The idea behind data-centric operations is “to build tools and show consistently high quality data from all stages of an AI project,” he said. “Because if you can show that for all of these stages, you have the right tooling to consistently high quality data that often solves a lot of practical problems that arise.”
When it comes to deriving value from AI, it turns out that “AI infrastructure is way more important than we would have thought as a source of differentiation,” noted Lonne Jaffe, a managing director at the investment firm Insight Partners (which owns The New Stack) during another talk at the conference.
The trick is to make ML very scalable, he said. This becomes doubly tricky at the edge, where ML systems may require both preprocessing and inference capabilities within a consumer device as well as coordination with a backend data center. Most database systems today are not built for these federated architectures.
One Insight portfolio company that makes hay from scalability is Run:AI, which offers what Jaffe likened to a “VMware for GPUs.” The idea is to not just make a service cheaper but to manage infrastructure in such a way to make it “qualitatively different and better.” Because of its more efficient infrastructure, Hour One, which just announced a round of funding this week, lets you pay only when you have finished iterating through to the final product.
The field is growing so large that it is bifurcating in various ways, he noted. AI-based analytics, for instance, “is turning out to be more different from the traditional data analytic stack than we originally thought,” he said, pointing to the AI experiment tracking and hyper-parameter optimization specialist Weights & Biases, which doesn’t have a perfect analog in traditional analytics.
Even the MLOps stack for structured data is diverging from that for unstructured data. The approach that Overjet takes, which offers image recognition for tasks such as dental examinations, is very different from that used by Zest AI, which uses more structured data to drive lending decisions.
Insight has been investing in software for about 20 years, and Jaffe has been a managing director at the company for about five years, building out a portfolio that includes AI infrastructure support companies as well as those that use AI to provide a specific service.
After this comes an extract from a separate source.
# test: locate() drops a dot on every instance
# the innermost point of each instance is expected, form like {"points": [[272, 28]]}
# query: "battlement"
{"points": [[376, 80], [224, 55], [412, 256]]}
For companies providing AI software as their product, the talent needed is different from the usual software engineer in that they would like to keep current in the academic community in addition to enjoying the benefits of working for a commercial organization.
In addition to AI infrastructure and AI as a product, Jaffe sees a third nascent but growing category: Captive AI.
With Captive AI, the business can’t easily consume AI as a service from a vendor since the AI is core to the strategy. “Companies are learning systems, humans are learning systems. And so if the core learning system of an organization is now powered by AI, either existing incumbents will try to ‘do it themselves,’ or if they can’t hire the right talent or make the right investments, a class of new, disruptive ScaleUps might emerge, and we’re starting to see this more and more,” Jaffe said.
One example is Netflix, which has moved into original programming, shaped by the preferences of its customer base. Also, one of Insight’s own investment companies, Prose, formulates personalized shampoos to customers based on personalized AI analysis of myriad factors — hair type and texture, lifestyle habits, environmental exposures and even diet and stress levels. Such recommendations would be impossible to carry out, at least on a production basis, without AI.
With Captive AI, “the shape of the firm, or the industry itself can change,” he said.